Oxylabs' Proxy Integration with Scrapy

Scrapy is a scalable and fast open-source web crawling framework for fast data extraction from websites, featuring extensive community support, code reusability, and adequately maintained documentation. It provides a simple yet extensive collection of built-in functionalities that make scraping websites easier.

Scrapy is a portable framework – developed in Python for easy extensibility – and has built-in support for XPath or CSS selectors to parse the retrieved contents. Additionally, Scrapy uses asynchronous calls to scrape multiple web pages simultaneously.

This tutorial will guide you through the Scrapy installation process using Python and explain how to set up Oxylabs proxies through the proxy as a request and proxy middleware methods.
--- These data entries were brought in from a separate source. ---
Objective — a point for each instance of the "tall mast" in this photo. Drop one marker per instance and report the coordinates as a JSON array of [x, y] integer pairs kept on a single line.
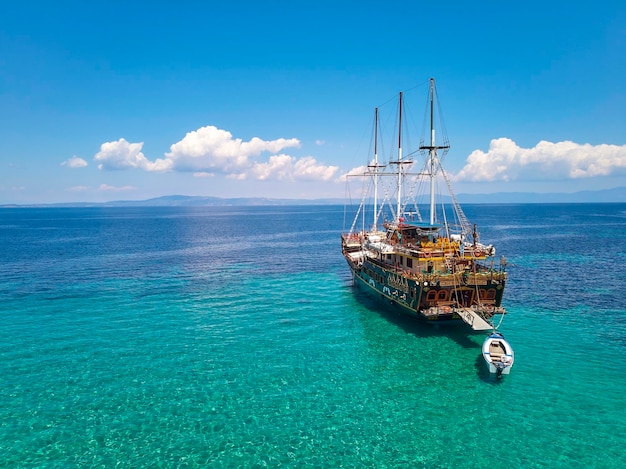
[[432, 151], [399, 209], [375, 168]]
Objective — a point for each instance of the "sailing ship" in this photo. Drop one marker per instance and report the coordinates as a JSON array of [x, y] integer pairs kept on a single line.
[[418, 251]]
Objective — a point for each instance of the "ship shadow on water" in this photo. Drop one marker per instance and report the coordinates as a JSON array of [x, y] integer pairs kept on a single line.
[[483, 372], [413, 325]]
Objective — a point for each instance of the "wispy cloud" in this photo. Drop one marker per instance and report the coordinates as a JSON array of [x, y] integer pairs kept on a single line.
[[74, 162], [506, 161], [77, 189]]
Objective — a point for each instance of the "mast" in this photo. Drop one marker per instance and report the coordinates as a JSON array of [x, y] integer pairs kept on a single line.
[[399, 209], [374, 228], [432, 150]]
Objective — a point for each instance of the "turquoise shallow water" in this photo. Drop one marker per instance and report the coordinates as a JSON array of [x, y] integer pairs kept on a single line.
[[176, 337]]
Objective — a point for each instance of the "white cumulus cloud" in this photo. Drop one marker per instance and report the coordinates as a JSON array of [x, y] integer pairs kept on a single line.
[[209, 151], [124, 155], [74, 162], [506, 161]]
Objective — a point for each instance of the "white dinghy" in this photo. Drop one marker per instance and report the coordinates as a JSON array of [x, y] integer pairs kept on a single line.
[[498, 354]]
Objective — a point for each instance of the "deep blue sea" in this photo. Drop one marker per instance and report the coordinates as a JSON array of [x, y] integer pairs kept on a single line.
[[232, 337]]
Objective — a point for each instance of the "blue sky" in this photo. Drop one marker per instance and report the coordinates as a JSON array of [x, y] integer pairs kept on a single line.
[[131, 100]]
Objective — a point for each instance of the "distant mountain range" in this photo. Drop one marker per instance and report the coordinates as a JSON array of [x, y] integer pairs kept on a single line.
[[617, 194]]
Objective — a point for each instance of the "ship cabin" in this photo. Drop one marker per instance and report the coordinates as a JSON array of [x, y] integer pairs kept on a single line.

Additionally, it’ll demonstrate how to use rotating proxies – let's dive in!

Get proxies for Scrapy

How to set up a Scrapy project?

This section briefly explains how to set up a Scrapy project and build a basic scraper. Let's start with the installation. 
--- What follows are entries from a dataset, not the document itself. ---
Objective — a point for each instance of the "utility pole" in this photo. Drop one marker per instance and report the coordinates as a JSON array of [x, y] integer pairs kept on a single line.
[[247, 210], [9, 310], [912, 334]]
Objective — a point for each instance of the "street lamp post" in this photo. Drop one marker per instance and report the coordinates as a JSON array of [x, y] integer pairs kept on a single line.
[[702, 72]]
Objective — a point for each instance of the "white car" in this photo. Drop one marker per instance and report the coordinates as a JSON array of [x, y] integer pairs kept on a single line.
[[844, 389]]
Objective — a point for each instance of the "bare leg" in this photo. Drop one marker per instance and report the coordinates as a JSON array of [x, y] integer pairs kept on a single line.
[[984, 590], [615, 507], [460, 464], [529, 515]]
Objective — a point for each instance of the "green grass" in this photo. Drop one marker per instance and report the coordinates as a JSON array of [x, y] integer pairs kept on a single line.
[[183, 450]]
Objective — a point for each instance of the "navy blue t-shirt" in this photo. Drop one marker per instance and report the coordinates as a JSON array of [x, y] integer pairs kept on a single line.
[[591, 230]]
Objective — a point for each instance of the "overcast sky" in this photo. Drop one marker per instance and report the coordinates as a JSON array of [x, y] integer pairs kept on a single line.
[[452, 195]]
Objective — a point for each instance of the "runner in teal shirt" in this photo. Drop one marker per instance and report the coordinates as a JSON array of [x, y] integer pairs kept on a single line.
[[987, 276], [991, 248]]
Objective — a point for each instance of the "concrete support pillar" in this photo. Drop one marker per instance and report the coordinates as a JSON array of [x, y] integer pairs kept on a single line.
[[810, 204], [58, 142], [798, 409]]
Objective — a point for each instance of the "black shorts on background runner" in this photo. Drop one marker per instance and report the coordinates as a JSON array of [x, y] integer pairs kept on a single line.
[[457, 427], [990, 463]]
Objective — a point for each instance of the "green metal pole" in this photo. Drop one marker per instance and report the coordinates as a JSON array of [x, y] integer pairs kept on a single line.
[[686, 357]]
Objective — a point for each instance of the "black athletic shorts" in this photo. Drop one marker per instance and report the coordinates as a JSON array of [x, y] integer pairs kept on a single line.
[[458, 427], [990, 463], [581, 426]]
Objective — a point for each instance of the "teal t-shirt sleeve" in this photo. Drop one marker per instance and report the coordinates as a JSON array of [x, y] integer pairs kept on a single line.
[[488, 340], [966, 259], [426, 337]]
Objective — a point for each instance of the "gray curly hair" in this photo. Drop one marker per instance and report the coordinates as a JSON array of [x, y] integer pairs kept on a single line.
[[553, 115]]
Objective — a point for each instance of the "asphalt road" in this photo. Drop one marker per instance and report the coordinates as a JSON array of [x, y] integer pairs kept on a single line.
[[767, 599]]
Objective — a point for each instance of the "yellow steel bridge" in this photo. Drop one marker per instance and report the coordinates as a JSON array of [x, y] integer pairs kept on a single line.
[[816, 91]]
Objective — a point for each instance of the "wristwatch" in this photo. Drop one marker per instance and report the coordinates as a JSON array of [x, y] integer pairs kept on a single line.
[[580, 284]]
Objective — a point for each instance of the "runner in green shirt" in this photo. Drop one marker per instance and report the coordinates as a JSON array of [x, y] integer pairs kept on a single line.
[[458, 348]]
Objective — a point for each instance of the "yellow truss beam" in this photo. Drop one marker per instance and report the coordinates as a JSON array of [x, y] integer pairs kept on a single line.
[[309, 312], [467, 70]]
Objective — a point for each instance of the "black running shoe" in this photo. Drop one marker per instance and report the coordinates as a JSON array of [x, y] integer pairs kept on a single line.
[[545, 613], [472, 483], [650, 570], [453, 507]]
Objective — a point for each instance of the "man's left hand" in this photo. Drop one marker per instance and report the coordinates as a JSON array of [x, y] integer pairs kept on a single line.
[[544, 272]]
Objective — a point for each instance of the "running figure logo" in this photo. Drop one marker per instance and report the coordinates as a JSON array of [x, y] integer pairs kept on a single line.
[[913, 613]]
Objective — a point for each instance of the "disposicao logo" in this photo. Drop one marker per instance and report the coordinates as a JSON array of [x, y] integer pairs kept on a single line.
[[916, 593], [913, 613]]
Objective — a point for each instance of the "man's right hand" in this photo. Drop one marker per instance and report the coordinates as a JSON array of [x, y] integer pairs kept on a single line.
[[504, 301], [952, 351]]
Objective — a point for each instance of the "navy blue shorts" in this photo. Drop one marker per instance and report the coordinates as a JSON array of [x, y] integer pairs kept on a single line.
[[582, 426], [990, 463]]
Installing Scrapy and creating your first project

Start by opening your Python command terminal and execute the following pip command:

pip install scrapy

The next step is to create a Scrapy project. Let’s say that you want to create a new project named scrapyproject. To do that, you need to run the following command:

scrapy startproject scrapyproject

It’s as simple as that – you’ve now created your first Scrapy project.

Generating spiders in a Scrapy project

The scrapy startproject scrapyproject creates a new folder which means that before you begin generating spiders, you need to enter the scrapyproject folder.

After you’ve done that, you can start generating a spider, otherwise known as a crawler. While generating a spider, you need to specify its name and the target URL, as demonstrated below:

scrapy genspider <spider_name> <url_domain>

Let’s say that the target URL for scraping is https://books.toscrape.com/. A Scrapy spider named books can be generated by executing the following command:

scrapy genspider books books.toscrape.com 

This command will generate basic codes for the books spider in the Scrapy project (i.e.,  the scrapyproject in this case). Let’s take a look look at the outcome of the previous commands executed until now:

Scrapy project with books spider

Note: A Scrapy project can have multiple spiders. In this case, you only have a single spider whose basic code is written in books.py.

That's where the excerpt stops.